[redis]github-103 Report

https://github.com/antirez/redis/issues/103

1. Symptom

During server restart, when RDB (snapshot of the db for backup) file cannot be loaded because wrong signature, etc., the system continues execution. resulting in dataloss.  

1.1 Severity

Critical

1.2 Was there exception thrown?

Yes. Multiple.

1.2.1 Were there multiple exceptions?

Yes.

Server restart

Wrong signature trying to load DB from file”

“Can't handle RDB format version”

1.3 Scope of the failure

Massive dataloss!

2. How to reproduce this failure

2.0 Version

2.4.unstable

2.1 Configuration

After restart, change the RDB format version to an invalid one.

2.2 Reproduction procedure

1. shutdown server

2. change the RDB format version

3. start server

2.2.1 Timing order

In this order

2.2.2 Events order externally controllable?

Yes

2.3 Can the logs tell how to reproduce the failure?

Yes. The error log will log the rdb load failure & restart event

2.4 How many machines needed?

2 (need a client)

3. Diagnosis procedure

3.1 Detailed Symptom (where you start)

The error messages --- cannot save

3.2 Backward inference

It’s pretty straight-forward that the error handling of this RDB load failure is wrong. The system simply shouldn’t continue execution.

4. Root cause

When RDB file cannot be loaded, the system shouldn’t have continued execution.

4.1 Category:

Incorrect error handling (handled but wrong, simply not tested!)

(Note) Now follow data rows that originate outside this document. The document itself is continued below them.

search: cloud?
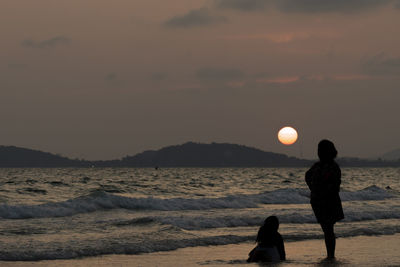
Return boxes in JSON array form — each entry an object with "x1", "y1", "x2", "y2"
[
  {"x1": 150, "y1": 72, "x2": 168, "y2": 82},
  {"x1": 363, "y1": 53, "x2": 400, "y2": 75},
  {"x1": 214, "y1": 0, "x2": 392, "y2": 13},
  {"x1": 7, "y1": 63, "x2": 28, "y2": 70},
  {"x1": 104, "y1": 72, "x2": 117, "y2": 82},
  {"x1": 215, "y1": 0, "x2": 269, "y2": 11},
  {"x1": 276, "y1": 0, "x2": 392, "y2": 13},
  {"x1": 21, "y1": 36, "x2": 71, "y2": 49},
  {"x1": 196, "y1": 68, "x2": 245, "y2": 82},
  {"x1": 164, "y1": 8, "x2": 227, "y2": 28}
]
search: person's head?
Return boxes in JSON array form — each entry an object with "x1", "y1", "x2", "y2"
[
  {"x1": 264, "y1": 216, "x2": 279, "y2": 232},
  {"x1": 256, "y1": 216, "x2": 279, "y2": 243},
  {"x1": 318, "y1": 139, "x2": 337, "y2": 161}
]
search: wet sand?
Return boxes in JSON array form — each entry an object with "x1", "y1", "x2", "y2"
[{"x1": 0, "y1": 234, "x2": 400, "y2": 267}]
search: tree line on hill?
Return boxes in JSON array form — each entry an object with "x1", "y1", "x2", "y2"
[{"x1": 0, "y1": 142, "x2": 400, "y2": 168}]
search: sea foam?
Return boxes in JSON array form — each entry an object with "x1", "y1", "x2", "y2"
[{"x1": 0, "y1": 186, "x2": 393, "y2": 219}]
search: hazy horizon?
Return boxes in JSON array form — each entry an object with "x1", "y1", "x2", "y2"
[{"x1": 0, "y1": 0, "x2": 400, "y2": 160}]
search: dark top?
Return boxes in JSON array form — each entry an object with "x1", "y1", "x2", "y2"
[
  {"x1": 258, "y1": 232, "x2": 286, "y2": 260},
  {"x1": 305, "y1": 160, "x2": 344, "y2": 224}
]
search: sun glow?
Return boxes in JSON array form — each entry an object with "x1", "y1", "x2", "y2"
[{"x1": 278, "y1": 126, "x2": 298, "y2": 145}]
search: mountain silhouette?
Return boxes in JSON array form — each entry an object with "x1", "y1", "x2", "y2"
[{"x1": 0, "y1": 142, "x2": 400, "y2": 168}]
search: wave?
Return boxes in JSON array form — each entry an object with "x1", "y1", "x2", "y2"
[
  {"x1": 0, "y1": 225, "x2": 400, "y2": 261},
  {"x1": 0, "y1": 186, "x2": 394, "y2": 219}
]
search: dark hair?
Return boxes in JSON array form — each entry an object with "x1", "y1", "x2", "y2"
[
  {"x1": 318, "y1": 139, "x2": 337, "y2": 161},
  {"x1": 256, "y1": 216, "x2": 279, "y2": 243}
]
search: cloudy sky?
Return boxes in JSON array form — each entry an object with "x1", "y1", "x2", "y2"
[{"x1": 0, "y1": 0, "x2": 400, "y2": 159}]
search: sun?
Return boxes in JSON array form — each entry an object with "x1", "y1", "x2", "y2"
[{"x1": 278, "y1": 126, "x2": 298, "y2": 145}]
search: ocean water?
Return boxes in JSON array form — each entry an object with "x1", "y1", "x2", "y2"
[{"x1": 0, "y1": 168, "x2": 400, "y2": 261}]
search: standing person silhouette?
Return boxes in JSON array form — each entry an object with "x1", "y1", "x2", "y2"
[{"x1": 305, "y1": 140, "x2": 344, "y2": 259}]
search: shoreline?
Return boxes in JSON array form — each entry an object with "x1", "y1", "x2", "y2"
[{"x1": 0, "y1": 233, "x2": 400, "y2": 267}]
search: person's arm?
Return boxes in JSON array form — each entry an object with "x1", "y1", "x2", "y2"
[
  {"x1": 276, "y1": 233, "x2": 286, "y2": 261},
  {"x1": 327, "y1": 164, "x2": 342, "y2": 193},
  {"x1": 305, "y1": 165, "x2": 315, "y2": 190}
]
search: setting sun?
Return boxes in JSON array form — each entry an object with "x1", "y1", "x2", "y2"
[{"x1": 278, "y1": 127, "x2": 298, "y2": 145}]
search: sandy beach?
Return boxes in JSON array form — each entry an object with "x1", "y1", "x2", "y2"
[{"x1": 0, "y1": 234, "x2": 400, "y2": 267}]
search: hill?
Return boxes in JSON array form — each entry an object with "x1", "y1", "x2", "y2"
[
  {"x1": 382, "y1": 148, "x2": 400, "y2": 160},
  {"x1": 114, "y1": 142, "x2": 310, "y2": 167},
  {"x1": 0, "y1": 142, "x2": 400, "y2": 168}
]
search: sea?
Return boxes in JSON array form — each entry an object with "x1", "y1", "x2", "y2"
[{"x1": 0, "y1": 168, "x2": 400, "y2": 261}]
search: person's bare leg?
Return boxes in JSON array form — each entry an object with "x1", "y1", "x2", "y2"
[{"x1": 321, "y1": 224, "x2": 336, "y2": 259}]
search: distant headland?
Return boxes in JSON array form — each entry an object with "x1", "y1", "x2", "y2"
[{"x1": 0, "y1": 142, "x2": 400, "y2": 168}]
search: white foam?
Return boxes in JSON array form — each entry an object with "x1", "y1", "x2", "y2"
[{"x1": 0, "y1": 186, "x2": 393, "y2": 219}]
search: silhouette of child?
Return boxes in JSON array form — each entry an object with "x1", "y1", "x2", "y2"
[
  {"x1": 305, "y1": 140, "x2": 344, "y2": 259},
  {"x1": 247, "y1": 216, "x2": 286, "y2": 262}
]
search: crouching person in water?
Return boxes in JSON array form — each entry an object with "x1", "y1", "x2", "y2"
[{"x1": 247, "y1": 216, "x2": 286, "y2": 262}]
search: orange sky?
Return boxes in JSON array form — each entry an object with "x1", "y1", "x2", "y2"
[{"x1": 0, "y1": 0, "x2": 400, "y2": 159}]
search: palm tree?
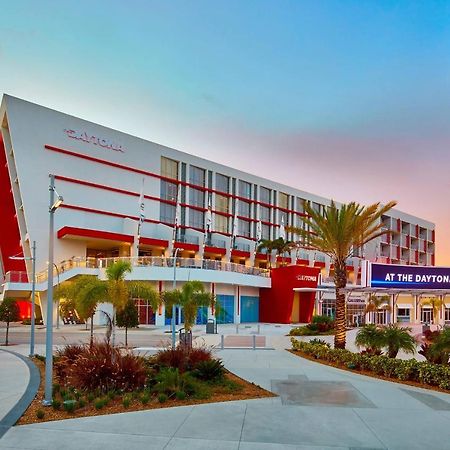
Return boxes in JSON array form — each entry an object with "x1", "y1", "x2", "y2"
[
  {"x1": 286, "y1": 201, "x2": 396, "y2": 348},
  {"x1": 422, "y1": 297, "x2": 444, "y2": 325},
  {"x1": 72, "y1": 275, "x2": 107, "y2": 347},
  {"x1": 106, "y1": 260, "x2": 131, "y2": 347},
  {"x1": 383, "y1": 323, "x2": 417, "y2": 358},
  {"x1": 355, "y1": 324, "x2": 384, "y2": 355},
  {"x1": 164, "y1": 280, "x2": 215, "y2": 338},
  {"x1": 365, "y1": 294, "x2": 392, "y2": 323}
]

This was not intentional, and is an error introduced later, but never found since it is not common to have mismatching RDB versions or file signature.”

5. Fix

5.1 How?

Make the system refuse any to start when RDB load error occurs

@@ -947,19 +947,24 @@ int rdbLoad(char *filename) {

     rio rdb;

 

     fp = fopen(filename,"r");

-    if (!fp) return REDIS_ERR;

+    if (!fp) {

+        errno = ENOENT;

+        return REDIS_ERR;

+    }

     rioInitWithFile(&rdb,fp);

     if (rioRead(&rdb,buf,9) == 0) goto eoferr;

     buf[9] = '\0';

     if (memcmp(buf,"REDIS",5) != 0) {

         fclose(fp);

         redisLog(REDIS_WARNING,"Wrong signature trying to load DB from file");

+        errno = EINVAL;

         return REDIS_ERR;

     }

     rdbver = atoi(buf+5);

     if (rdbver < 1 || rdbver > 2) {

         fclose(fp);

         redisLog(REDIS_WARNING,"Can't handle RDB format version %d",rdbver);

+        errno = EINVAL;

         return REDIS_ERR;

     }

@@ -1802,8 +1802,13 @@ int main(int argc, char **argv) {

         if (loadAppendOnlyFile(server.appendfilename) == REDIS_OK)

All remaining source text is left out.